"Religion or nonreligion, belief in a personal, immanent God or a rank
materialism that holds to a purely mechanical theory of the universe, it
doesn't make much difference which you hold to if you do not set
yourself up as the supreme authority and insist that the other fellow
must believe as you do.
"Because, my dear sir, you cannot escape material factors. The human
organism can't exist without food, clothing, and shelter. Society cannot
attain to a culture which tends to soften the harshnesses of existence,
without leisure in which to develop that culture. Machinery and science
and art weren't handed to humanity done up in a package. Man only
attained to these things through a long process of evolution, and he
only attained them by the use of his muscle and the exercise of his
intellect. Strength and skill--plus application. Nothing else gets
either an individual or a race forward. Don't you see the force of that?

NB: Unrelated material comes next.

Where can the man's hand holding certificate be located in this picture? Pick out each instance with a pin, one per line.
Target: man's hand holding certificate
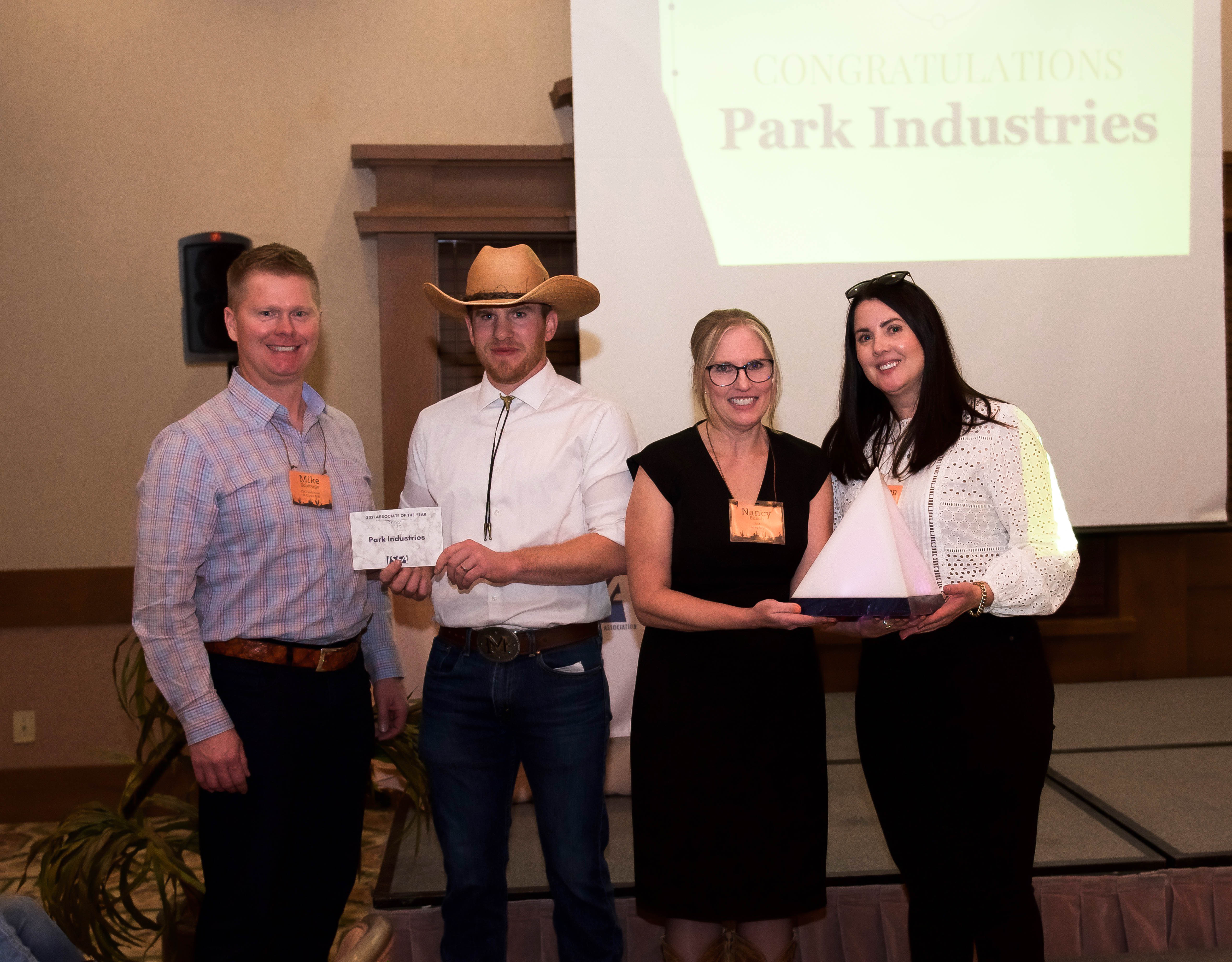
(411, 536)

Here is man with his fundamental, undeniable needs. Here is the earth
with the fullness thereof. There's nothing mysterious or supernatural
about it. Brain and brawn applied to the problems of living. That's all.
And you can't dodge it. The first, pressing requirements of any man can
only be filled in two ways. First by working and planning and getting
for himself. Second by being able to compel the strength and skill of
others to function for him so that his needs will be supplied; in other
words, by some turn of circumstances, or some dominant quality in
himself, to get something for nothing."
Sam Carr had delivered himself of this as a wind-up to a conversation
with Thompson the evening before. Now, while his forgotten biscuits
scorched and he listened to Tommy Ashe and Sophie Carr taking their toll
of meat from the flocks of waterfowl, he was thinking over what Carr had
said. He dissented. Oh, he dissented with a vigor that was almost
bitterness, because the smiling quirk of Sam Carr's lips when he uttered
the last sentence gave it something of a personal edge. However it was
meant, Thompson could not help taking it that way. And Mr. Thompson's
desire was to give--to give lavishly. Only here in this forsaken corner
of the world he seemed to have nothing to give that was of any value.
He was, at the same time, discovering in himself personal needs to which
he had never given a thought, sordid everyday necessities the
satisfaction of which had always been at hand, unquestioned, taken for
granted much as one takes the sun and the air for granted. His meals had
been provided. His bed had been provided. The funds which had clothed
and educated him and trained him for the ministry had been provided, and
likewise his transportation to the scene of his endeavors. How, he had
not known except in the vaguest way, he had not particularly inquired,
any more than the child inquires the whence and the why of luscious
berries he finds growing upon a bush in the garden.